Estudos realizados por pesquisadores da Universidade Nacional da Colômbia (U.N.) demonstraram os efeitos negativos deste herbicida no sistema nervoso e respiratório de espécies nativas de peixes como o yamú, o peixe fantasma, o bocachico e o cachama blanca.

“Nossos trabalhos em laboratório baseiam-se na exposição de animais a uma concentração conhecida do agente tóxico. Aplicando as quantidades necessárias e suficientes, conseguimos determinar seu efeito tóxico nos peixes”, explicou o professor Jaime González, da Faculdade de Medicina Veterinária e de Zootecnia da U.N., durante a apresentação do livro “Efeitos Tóxicos do Glifosato na Ictiofauna Nativa da Colômbia”, na Feira Internacional do Livro de Bogotá (Filbo).

Este é o resultado dos projetos desenvolvidos desde 2004 que têm o intuito de demonstrar os efeitos negativos do glifosato nesses animais. “Para o primeiro projeto tomamos exemplares das espécies yamú e bocachico e fizemos a toxicologia básica. Em ambos os casos, as espécies são bastante sensíveis à exposição ao herbicida.”

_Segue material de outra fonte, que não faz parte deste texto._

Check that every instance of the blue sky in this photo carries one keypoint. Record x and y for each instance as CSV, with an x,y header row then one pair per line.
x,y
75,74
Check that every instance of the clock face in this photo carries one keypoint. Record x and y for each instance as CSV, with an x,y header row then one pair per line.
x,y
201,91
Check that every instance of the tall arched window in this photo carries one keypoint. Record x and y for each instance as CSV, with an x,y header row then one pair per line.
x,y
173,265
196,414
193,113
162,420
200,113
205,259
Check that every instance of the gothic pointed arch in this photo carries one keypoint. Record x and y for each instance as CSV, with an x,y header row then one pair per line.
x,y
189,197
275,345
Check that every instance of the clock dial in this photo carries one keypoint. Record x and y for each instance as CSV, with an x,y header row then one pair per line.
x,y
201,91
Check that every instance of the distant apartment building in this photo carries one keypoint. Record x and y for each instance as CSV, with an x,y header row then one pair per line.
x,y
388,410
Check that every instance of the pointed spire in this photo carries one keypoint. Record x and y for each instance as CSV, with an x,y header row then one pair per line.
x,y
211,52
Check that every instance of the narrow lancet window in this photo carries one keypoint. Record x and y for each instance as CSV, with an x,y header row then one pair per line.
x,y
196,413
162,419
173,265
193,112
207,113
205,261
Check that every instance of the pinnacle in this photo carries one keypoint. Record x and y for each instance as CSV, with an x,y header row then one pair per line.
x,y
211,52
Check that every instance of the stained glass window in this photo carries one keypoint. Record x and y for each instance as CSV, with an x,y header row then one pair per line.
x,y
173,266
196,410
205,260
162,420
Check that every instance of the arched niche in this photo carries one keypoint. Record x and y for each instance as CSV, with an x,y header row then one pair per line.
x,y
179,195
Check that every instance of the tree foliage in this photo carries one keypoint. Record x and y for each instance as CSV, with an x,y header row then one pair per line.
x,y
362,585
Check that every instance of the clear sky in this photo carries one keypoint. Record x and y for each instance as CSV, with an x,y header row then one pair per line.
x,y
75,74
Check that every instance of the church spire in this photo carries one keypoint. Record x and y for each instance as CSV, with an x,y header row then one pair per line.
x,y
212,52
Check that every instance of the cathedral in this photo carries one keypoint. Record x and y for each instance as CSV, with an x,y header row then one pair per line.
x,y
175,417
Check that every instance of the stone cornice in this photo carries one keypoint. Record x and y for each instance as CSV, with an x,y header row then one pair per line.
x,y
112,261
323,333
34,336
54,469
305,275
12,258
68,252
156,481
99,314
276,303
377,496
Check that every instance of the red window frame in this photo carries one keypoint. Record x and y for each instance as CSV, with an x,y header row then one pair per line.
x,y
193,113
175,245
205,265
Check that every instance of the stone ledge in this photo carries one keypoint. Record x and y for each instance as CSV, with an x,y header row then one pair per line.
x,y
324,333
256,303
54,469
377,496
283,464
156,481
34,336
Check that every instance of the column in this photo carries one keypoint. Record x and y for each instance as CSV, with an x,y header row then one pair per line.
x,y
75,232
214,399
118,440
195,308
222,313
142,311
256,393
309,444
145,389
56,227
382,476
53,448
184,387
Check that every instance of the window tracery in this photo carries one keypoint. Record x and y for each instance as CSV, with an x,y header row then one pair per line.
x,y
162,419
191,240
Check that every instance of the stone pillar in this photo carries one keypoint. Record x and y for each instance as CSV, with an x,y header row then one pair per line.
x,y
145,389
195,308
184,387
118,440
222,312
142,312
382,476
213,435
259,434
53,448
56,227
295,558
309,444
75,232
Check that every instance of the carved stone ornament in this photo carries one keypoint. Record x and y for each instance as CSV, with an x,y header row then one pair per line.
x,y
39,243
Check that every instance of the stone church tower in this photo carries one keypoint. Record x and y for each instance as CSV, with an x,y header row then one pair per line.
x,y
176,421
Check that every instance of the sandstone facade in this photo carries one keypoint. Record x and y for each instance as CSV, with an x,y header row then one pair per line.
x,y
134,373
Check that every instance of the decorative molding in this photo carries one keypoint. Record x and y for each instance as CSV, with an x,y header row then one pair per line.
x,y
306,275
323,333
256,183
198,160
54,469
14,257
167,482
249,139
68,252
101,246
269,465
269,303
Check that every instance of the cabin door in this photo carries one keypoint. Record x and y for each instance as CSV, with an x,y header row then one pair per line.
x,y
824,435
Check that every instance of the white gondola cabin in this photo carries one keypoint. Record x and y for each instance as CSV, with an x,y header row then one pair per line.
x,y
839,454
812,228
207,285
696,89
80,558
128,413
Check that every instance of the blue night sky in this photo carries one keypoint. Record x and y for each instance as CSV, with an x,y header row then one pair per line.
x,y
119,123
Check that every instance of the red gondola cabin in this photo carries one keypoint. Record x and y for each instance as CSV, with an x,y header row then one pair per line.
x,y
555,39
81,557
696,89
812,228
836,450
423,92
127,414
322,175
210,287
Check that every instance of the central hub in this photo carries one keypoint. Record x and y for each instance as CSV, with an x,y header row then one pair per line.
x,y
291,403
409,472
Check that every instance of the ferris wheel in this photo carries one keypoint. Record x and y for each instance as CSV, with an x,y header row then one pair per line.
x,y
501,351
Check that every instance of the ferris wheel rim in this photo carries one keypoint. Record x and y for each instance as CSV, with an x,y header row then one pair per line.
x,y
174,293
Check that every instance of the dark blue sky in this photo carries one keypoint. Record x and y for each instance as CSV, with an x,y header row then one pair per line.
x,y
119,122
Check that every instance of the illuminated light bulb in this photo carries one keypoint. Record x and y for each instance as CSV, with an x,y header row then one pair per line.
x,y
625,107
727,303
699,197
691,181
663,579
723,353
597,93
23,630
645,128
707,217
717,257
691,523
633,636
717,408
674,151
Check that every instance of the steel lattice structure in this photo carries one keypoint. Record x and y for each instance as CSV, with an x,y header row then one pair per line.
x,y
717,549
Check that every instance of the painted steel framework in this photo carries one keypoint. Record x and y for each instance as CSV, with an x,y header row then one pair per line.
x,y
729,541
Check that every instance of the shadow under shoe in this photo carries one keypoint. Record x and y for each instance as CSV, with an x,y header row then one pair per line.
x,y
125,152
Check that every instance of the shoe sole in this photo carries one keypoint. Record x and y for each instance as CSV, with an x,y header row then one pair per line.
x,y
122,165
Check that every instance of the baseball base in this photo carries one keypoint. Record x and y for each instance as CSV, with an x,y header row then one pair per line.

Bocachico é uma das espécies mais sensíveis ao glifosato. Foto: Zuluaga Gómez

O professor González explica que “antes de morrer também apresentaram alterações extremas do sistema nervoso, o que se evidenciou pelo nado frenético dos peixes nos aquários, somado a sintomas de dificuldade respiratória que foram confirmados na necropsia pela cor achocolatada que assumiram as brânquias, uma indicação de que o sangue não estava bem oxigenado. Essas avaliações foram feitas conforme os princípios da bioética.”

Efeitos sobre os peixes fantasmas

Ao contrário do bocachico e do yamú, os peixes fantasmas apresentam uma resistência muito maior. Ainda assim, a espécie, que é normalmente noturna, deixava seu refúgio em plena luz do dia e subia à superfície do aquário em busca de mais oxigênio.

“Em seguida, medimos a onda elétrica dos controles, que era a parte fundamental deste estudo e que estava entre 800 e 900 Hertz. Contudo, quando começou a ser exposta ao glifosato, a onda chegou a 1.200 Hertz”, explanou o professor, lembrando que quando este peixe emite uma onda de tais valores, está alertando que há algo de errado com o meio ambiente.

Estresse oxidativo

O terceiro projeto avaliou o esstress oxidativo, que pode ser definido como uma resposta das membranas celulares, as quais “devem permanecer intactas ou as células morrem”, explicou o professor, acrescentando que há agressores químicos, como neste caso o glifosato, que podem começar a quebrar os lipídios e proteínas que compõem estas membranas por efeito de compostos conhecidos como surfactantes, que permitem a ação do herbicida nas plantações.

“O glifosato é projetado para agir sobre a célula vegetal, que ao contrário da animal possui uma parede celular (barreira adicional de proteção), e graças a isso é possível prever que o herbicida age mais facilmente na membrana celular de um animal”, apontou o professor, o que levou os pesquisadores a detectar estresse oxidativo causado pelo glifosato no yamu e na cachama.

“Os peixes não morreram nem apresentaram sinais ou sintomas de intoxicação neste experimento, mas os testes bioquímicos indicam que as membranas celulares das brânquias e do fígado começaram a se alterar, certamente devido à ação do surfactante contido no glifosato”, concluiu.